Example: from spectra to model comparison

from xpectrass import FTIRdataprocessing, FTIRdataanalysis
from xpectrass.data import load_jung_2018

# Load data
df = load_jung_2018()

# Preprocess
fdp = FTIRdataprocessing(df=df, label_column="type")
df_abs = fdp.convert(plot=False)

denoise_eval = fdp.find_denoising_method(data=df_abs, methods="FTIR", n_samples=50, plot=False)
denoise_method = fdp.best_denoising_methods(denoise_eval, top_n=1).iloc[0]["method"]

df_denoised = fdp._get_denoised_data(denoising_method=denoise_method, plot=False)
rfzn, nar, snr = fdp.find_baseline_method(data=df_denoised, baseline_methods="FTIR", n_samples=50, plot=False)
baseline_method = fdp.best_baseline_method(rfzn, nar, snr, top_n=1).iloc[0]["method"]

df_atm = fdp._get_atmosphere_corrected_data(
    denoising_method=denoise_method,
    baseline_correction_method=baseline_method,
    interpolate_method="zero",
    plot=False,
)

norm_scores = fdp.find_normalization_method(data=df_atm, methods="FTIR", n_splits=5)
norm_method = norm_scores.iloc[0]["method"]
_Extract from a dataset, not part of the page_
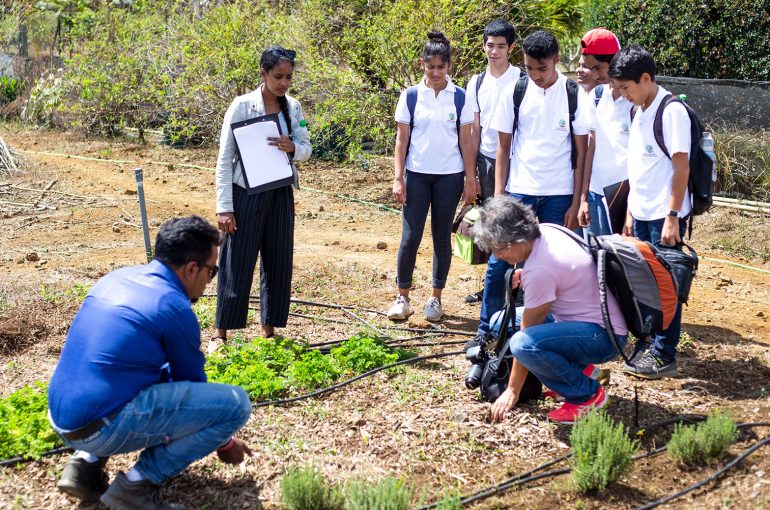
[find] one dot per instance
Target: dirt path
(422, 424)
df_processed = fdp._get_normalized_data(
    denoising_method=denoise_method,
    baseline_correction_method=baseline_method,
    interpolate_method="zero",
    normalization_method=norm_method,
    plot=False,
)

# Analyze
fda = FTIRdataanalysis(df_processed, label_column="type")
fda.plot_pca()
fda.ml_prepare_data(test_size=0.2)
results = fda.run_all_models(plot_comparison=False)
print(results.sort_values("test_f1", ascending=False).head())

Bioinformatics use cases

While xpectrass includes plastic-focused example datasets, the same workflow is directly applicable to biological FTIR data when schema and preprocessing assumptions are satisfied:

  • microbial phenotype or strain classification

  • disease-state or treatment-response stratification

  • biofluid fingerprinting

  • biomaterial and biopolymer spectral profiling

The key advantage is not a single model, but a reproducible decision trail from raw spectra to selected preprocessing methods and final model metrics.
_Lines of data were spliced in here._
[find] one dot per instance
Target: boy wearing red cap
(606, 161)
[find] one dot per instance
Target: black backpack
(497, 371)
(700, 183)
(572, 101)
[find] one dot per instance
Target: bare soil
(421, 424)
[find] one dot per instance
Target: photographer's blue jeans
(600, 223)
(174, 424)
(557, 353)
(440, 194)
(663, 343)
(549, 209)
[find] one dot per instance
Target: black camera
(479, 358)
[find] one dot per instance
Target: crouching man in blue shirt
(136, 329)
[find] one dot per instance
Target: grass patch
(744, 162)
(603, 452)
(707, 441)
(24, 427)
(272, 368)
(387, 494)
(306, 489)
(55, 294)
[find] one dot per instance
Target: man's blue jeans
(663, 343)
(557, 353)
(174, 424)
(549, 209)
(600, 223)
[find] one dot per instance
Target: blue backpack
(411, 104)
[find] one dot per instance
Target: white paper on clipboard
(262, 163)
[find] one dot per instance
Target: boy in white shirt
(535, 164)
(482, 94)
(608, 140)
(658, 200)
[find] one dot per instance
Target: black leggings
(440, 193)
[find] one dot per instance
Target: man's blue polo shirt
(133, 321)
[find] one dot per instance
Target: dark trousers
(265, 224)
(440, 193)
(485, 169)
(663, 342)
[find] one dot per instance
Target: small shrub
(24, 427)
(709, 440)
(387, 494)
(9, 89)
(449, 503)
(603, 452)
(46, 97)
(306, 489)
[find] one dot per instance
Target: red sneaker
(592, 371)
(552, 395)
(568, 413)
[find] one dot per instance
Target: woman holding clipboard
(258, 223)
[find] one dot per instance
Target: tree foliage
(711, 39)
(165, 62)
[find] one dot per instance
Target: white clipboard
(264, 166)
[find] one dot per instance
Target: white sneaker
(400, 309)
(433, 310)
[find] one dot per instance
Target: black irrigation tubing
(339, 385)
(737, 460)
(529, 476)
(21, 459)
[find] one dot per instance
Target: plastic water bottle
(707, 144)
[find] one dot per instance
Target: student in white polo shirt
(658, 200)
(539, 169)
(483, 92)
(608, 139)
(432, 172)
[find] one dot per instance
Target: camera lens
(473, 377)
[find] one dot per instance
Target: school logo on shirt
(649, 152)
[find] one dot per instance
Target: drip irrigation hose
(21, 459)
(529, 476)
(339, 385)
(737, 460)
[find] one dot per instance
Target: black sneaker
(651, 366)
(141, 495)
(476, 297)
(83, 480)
Explainability and auditability

In bioinformatics environments, traceability is often as important as raw accuracy. xpectrass supports this by combining:

  • method-ranking tables for preprocessing stages

  • comparative model performance outputs

  • SHAP-based global and local feature contribution analysis

This helps teams defend model behavior in technical review and makes it easier to detect when predictions are driven by plausible spectral regions versus spurious patterns.

Practical considerations

  • Keep train/test separation strict before optimization and tuning.

  • Use consistent acquisition settings across batches when possible.
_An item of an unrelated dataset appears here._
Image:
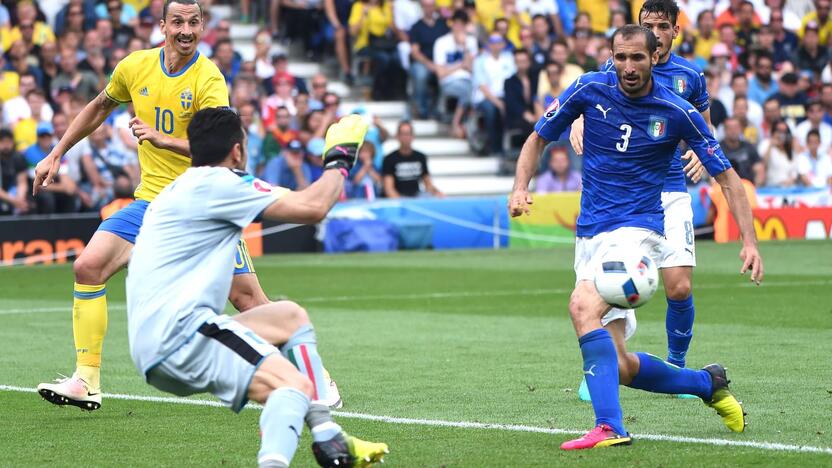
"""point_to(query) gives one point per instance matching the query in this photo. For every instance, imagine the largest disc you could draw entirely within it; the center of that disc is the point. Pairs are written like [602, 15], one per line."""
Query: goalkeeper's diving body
[180, 275]
[166, 85]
  • Treat derivatives as optional: they can improve class separation but can also amplify noise when smoothing is inadequate.

  • Validate preprocessing choices on representative subsets before scaling to full cohorts.

Conclusion

For bioinformatics teams using FTIR data, xpectrass provides a structured and reproducible path from raw spectra to interpretable machine-learning results. Its evaluation-first preprocessing design is especially useful in biological datasets where signal quality and sample variability can otherwise obscure true biological patterns.